A behavior-based planning algorithm for tracking of deep-sea hydrothermal buoyant plumes with autonomous underwater vehicles

Deep-sea hydrothermal plume tracing capability is important for autonomous underwater vehicles (AUVs) to efficiently perform hydrothermal vents prospecting missions. This paper addresses the hydrothermal buoyant plume tracing problem. Based on the nature of hydrothermal plumes, a moth-inspired strategy for the tracking of hydrothermal buoyant plumes in three dimensions is investigated. And a behavior-based planning algorithm that implements the strategy is designed, which consists of three behaviors, tracking, reacquiring, and declaring. The tracking behavior is to navigate an AUV to move toward the sea bottom when the plume is detected.

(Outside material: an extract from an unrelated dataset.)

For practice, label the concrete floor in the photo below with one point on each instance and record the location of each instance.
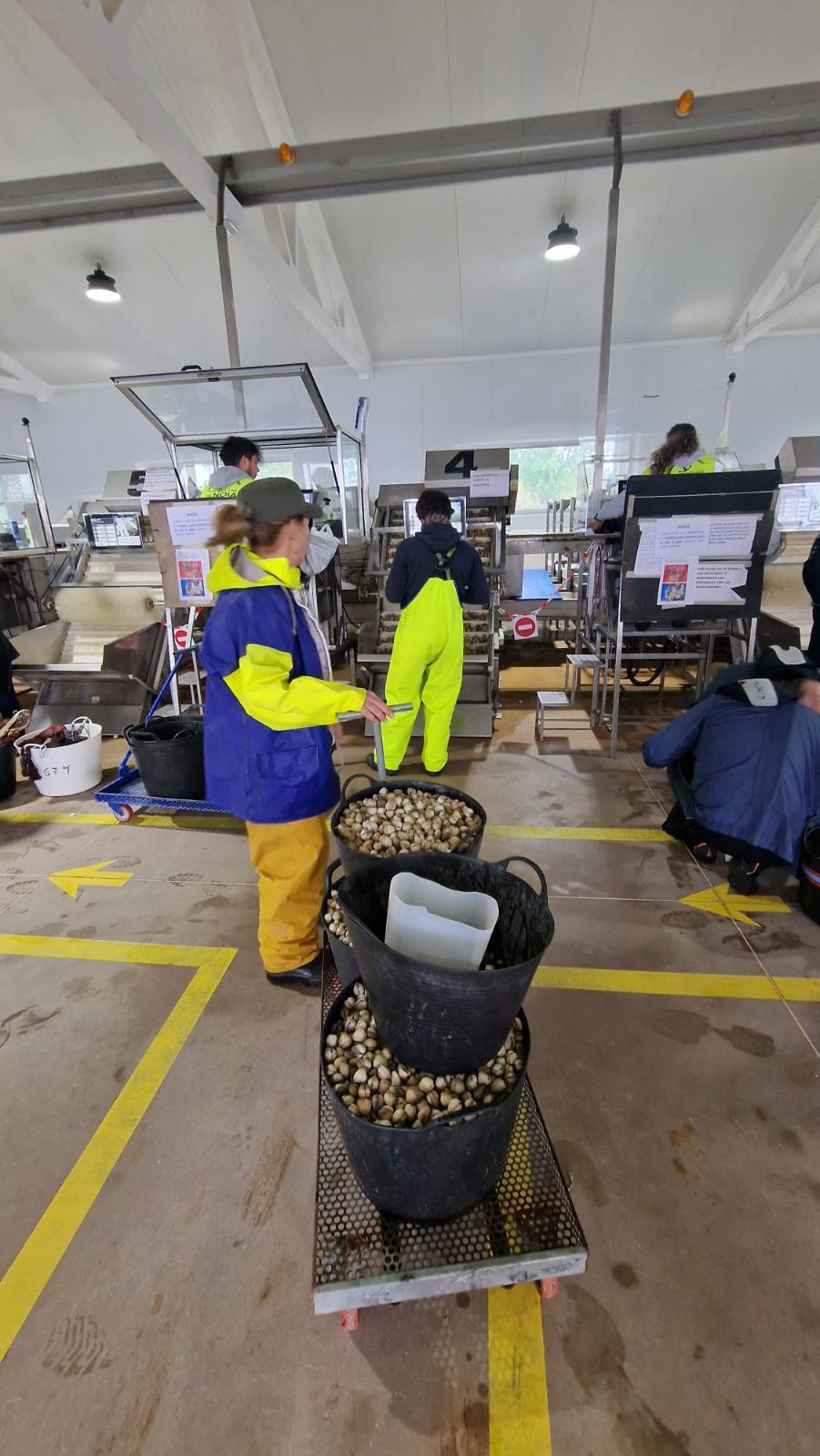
(179, 1321)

The reacquiring behavior maneuvers the AUV in two-dimensional horizontal plane to find the plume if the plume is lost during the tracking. The declaring behavior is to estimate the vent´s location when the AUV has tracked the plume to the vent. In addition, a mapping behavior is designed to collect the buoyant plume data above the vent after the vent has been localized, with which the vent´s location could be accurately estimated and the adjacent vents could be found. The behavior-based planning algorithm is implemented on a developed simulation environment. The simulation results demonstrate that the presented algorithm is effective for navigating an AUV to track a hydrothermal buoyant plume in three dimensions to its vent and finally localize the vent accurately.